The stolen personnel records on 22 million people include hundreds of pages of files on job applicants, exposing mental-health conditions, sexual histories and other information on people in the government and private sector.
Director of National Intelligence James Clapper in June called China “the leading suspect.”
Another big jackpot for the hackers has been the break-in at Anthem, the second-biggest U.S. health insurer by market value. Among the data stolen were Social Security numbers and other information on more than 80 million customers.

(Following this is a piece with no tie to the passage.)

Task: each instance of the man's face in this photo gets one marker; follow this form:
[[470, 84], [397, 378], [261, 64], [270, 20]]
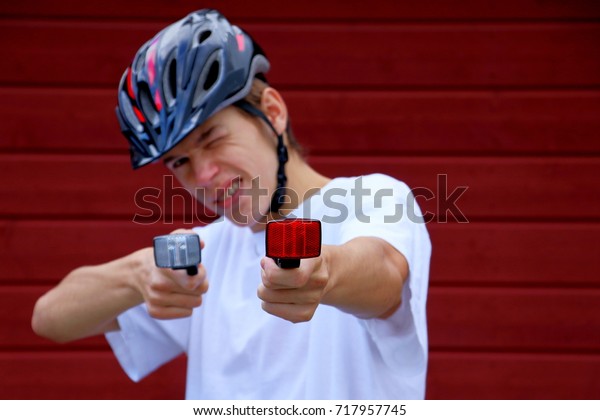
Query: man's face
[[229, 164]]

The main goal of that attack, according to one of the people familiar with the matter, appeared to be a previously unreported effort to access the network of National Government Services, an Anthem subsidiary that processes health-care claims for U.S. government workers, including the Defense Department’s Defense Health Agency.
Jill Becher, a spokeswoman for Anthem, said the company has no evidence that there was any attempt to access the National Government Services network or that the subsidiary was the focus of a cyberattack.
The latest attacks show that companies need stronger protection for customer data, said Brendan Conlon, who worked in computer network operations with the National Security Agency, including at its hacking unit.
“It doesn’t take a tremendous amount of resources to conduct these sorts of operations,” said Conlon, who’s now CEO of cybersecurity firm Vahna Inc. “You’re talking five or six people tops, less than $1 million in development for the tools themselves per operation. It’s definitely an asymmetric kind of thing. There needs to be a drive to increase the costs for the adversary.”